Bir süre beklememizin ardından elleri kolları salık sallana sallana yanımıza gelmişti. Dağılmış saçları, yakası açılmış gömleği ve eline aldığı ceketle savaştan çıkmış gibiydi. Kaşında kurumuş kan ve dudağındaki patlaklık bunu destekliyordu. "Beyefendi çıktığına göre ben evime kaçar abim." Uzanıp alnımı öpen Gürkan abiye kısaca sarıldım. "Sen kendine iyi bak, boş ver bu danayı."

"Ayıp abi duyuyorum." 

"Göstereceğim ben sana ayıbı. Bu gece dinlen, yarın bu kızı karakol köşesine getirdin diye süründüreceğim seni. Dua et Dora duymadı." Ensesine tokat geçirip yanından geçip gittiğinde yalnız kalmıştık. 

Bir yanım uzanıp sarılmak isterken bir yanım yüzünde yeni bir morluk çıkartmak istiyordu. "Aptal bir adamsın. Haline bak."

"Aşık bir adamım." Ben yapamasam da o uzanıp sarıldığında göğsüne sığındım. "Üşümüşsün." 

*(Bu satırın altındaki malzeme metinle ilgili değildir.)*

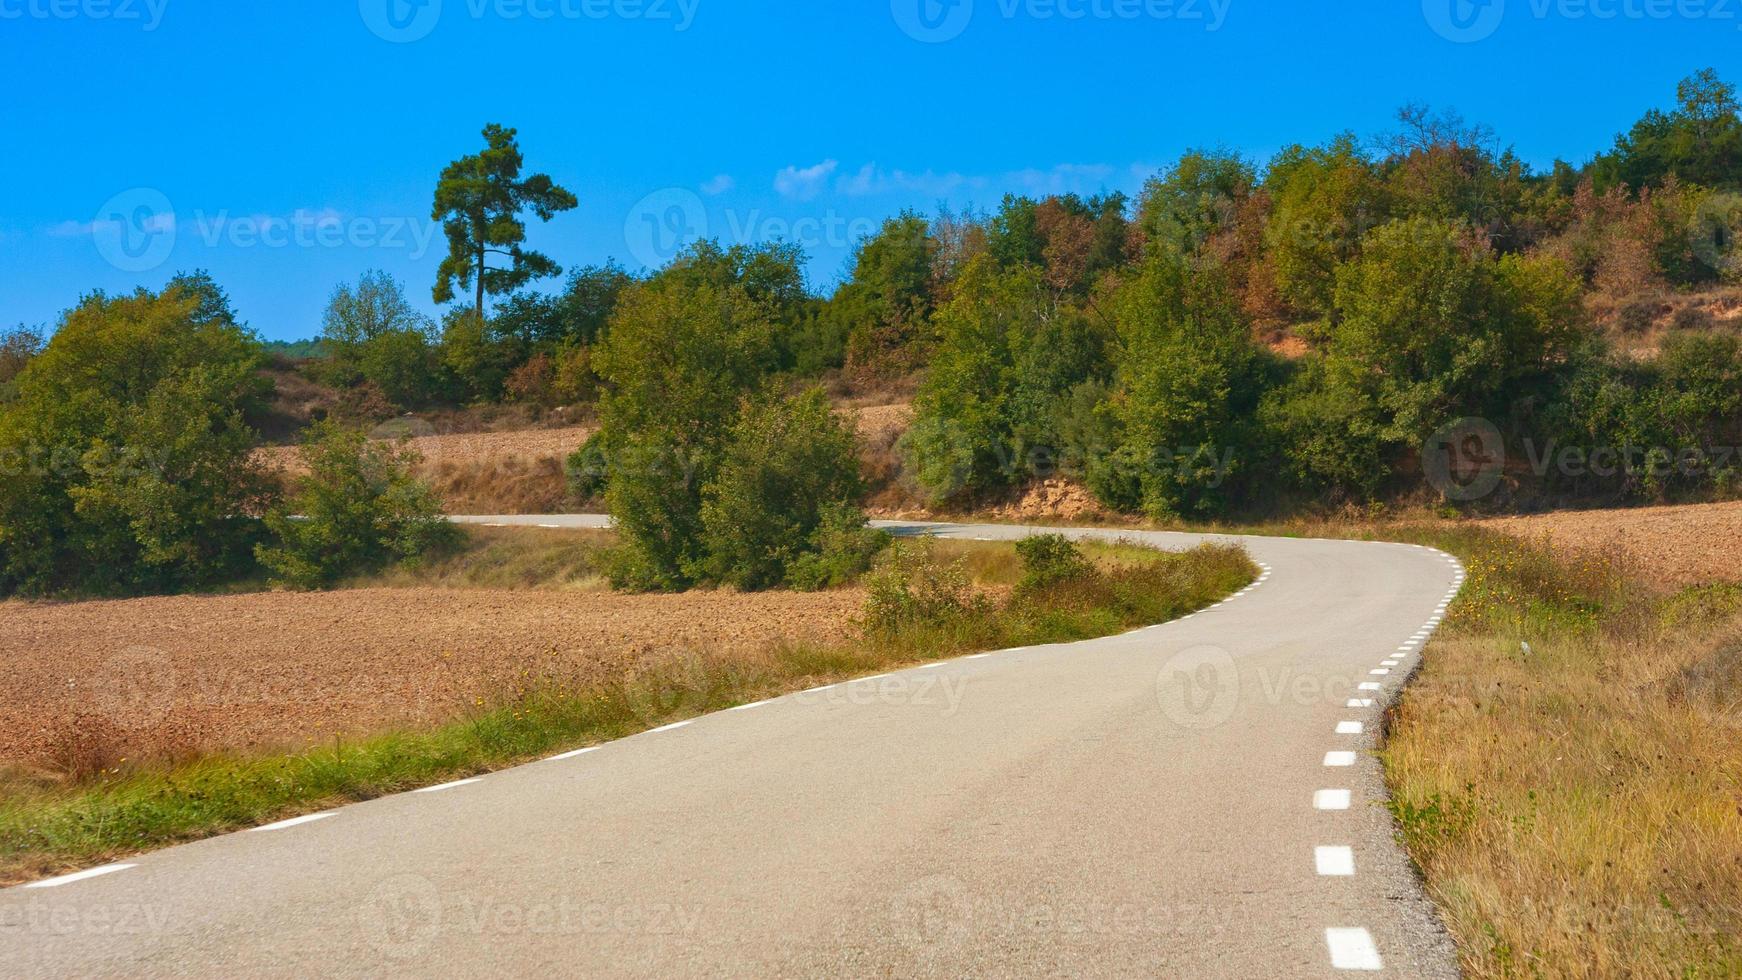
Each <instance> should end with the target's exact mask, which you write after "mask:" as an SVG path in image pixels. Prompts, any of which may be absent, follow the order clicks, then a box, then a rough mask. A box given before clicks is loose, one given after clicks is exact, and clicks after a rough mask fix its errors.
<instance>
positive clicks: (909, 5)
mask: <svg viewBox="0 0 1742 980" xmlns="http://www.w3.org/2000/svg"><path fill="white" fill-rule="evenodd" d="M976 2H979V3H981V7H982V9H991V10H996V16H998V17H1002V19H1005V21H1016V19H1028V21H1042V23H1049V21H1066V23H1075V21H1179V23H1185V24H1198V26H1202V28H1204V30H1205V31H1219V30H1221V26H1223V24H1225V23H1226V21H1228V9H1230V7H1232V5H1233V0H890V14H892V16H894V19H895V24H897V26H899V28H901V30H902V33H906V35H908V37H911V38H913V40H918V42H925V44H942V42H948V40H955V38H958V37H962V33H963V31H965V30H969V24H970V23H972V21H974V14H976Z"/></svg>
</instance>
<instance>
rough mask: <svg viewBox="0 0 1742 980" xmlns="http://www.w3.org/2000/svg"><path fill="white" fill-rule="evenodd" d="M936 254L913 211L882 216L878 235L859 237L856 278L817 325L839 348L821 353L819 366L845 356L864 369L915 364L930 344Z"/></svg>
mask: <svg viewBox="0 0 1742 980" xmlns="http://www.w3.org/2000/svg"><path fill="white" fill-rule="evenodd" d="M935 254H937V242H935V240H934V238H932V235H930V228H928V226H927V223H925V219H923V218H920V216H918V214H915V212H911V211H904V212H901V214H899V216H895V218H890V219H887V221H883V226H881V228H878V232H876V235H871V237H869V238H866V240H862V242H859V247H857V251H855V252H854V270H852V279H848V280H847V282H845V284H841V287H840V289H836V291H834V296H833V298H829V303H827V306H826V308H824V312H822V322H820V324H819V329H824V331H829V332H831V336H833V338H834V343H838V345H840V346H841V350H840V353H834V355H833V357H817V359H815V360H819V362H822V364H819V366H836V364H840V362H841V360H840V359H845V362H847V364H850V366H854V367H855V369H857V371H859V373H864V374H894V373H902V371H909V369H913V367H915V366H916V364H918V362H920V359H922V357H923V355H925V348H927V345H925V341H927V334H928V326H927V319H928V317H930V313H932V305H934V289H932V285H934V284H932V279H934V265H935ZM829 360H833V362H834V364H827V362H829Z"/></svg>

"Bu gece sokakta yattığında sen de üşüyeceksin." 

"Koltuğa geçsem anlardım da sokak ne bebeğim." Omzuna elimi geçirdiğimde geri çekildi. "Ciddisin?"

"Çok ciddiyim. Mağara adamı gibi daldın adama. Daha lafını bitirmeden saldırmak ne demek. Ben zaten kabul etmeyip yollayacaktım başımdan. Direkt saldırman hiç hoş değildi Cihan. Bir kaç yumruk falan da anlarım ama adamın hastanelik ettin." Kollarımı göğsümde bağladım. 

"Nedenini sorsan keşke güzelim. Hemen suçlu ben oldum. Az bile yaptım ben o şerefsize." 

"Hala üste çıkıyorsun. Sen bence bu gün gerçekten sokakta kal." Karakoldan kendimi dışarı attığımda arkamdan seslenmelerini duymadan bir taksi çevirip evin yolunu tuttum. Sokakta kalmayabilirdi ama en azından eve gelmesindi. 

Geceyi bulan zaman diliminde eve girmiştim. İlk defa bu eve tek girişim değildi ama uzun zamandır yalnız kalacağımı bilerek ilk girişimdi. Senelerce yalnız geçen hayatımdaki sessizliği hiç özlememiştim. İyi ki balyoz vurulmuş sessizliğime ses olmuştu. 

Odamıza girip üstümü değiştirdiğimde kısa şortlu ve askılı saten takımımı giymiştim. Bu gün için yaptığım ağır makyajdan arınıp kısa bir bakım yaptığımda hala uykum gelmediği için salona geçtim.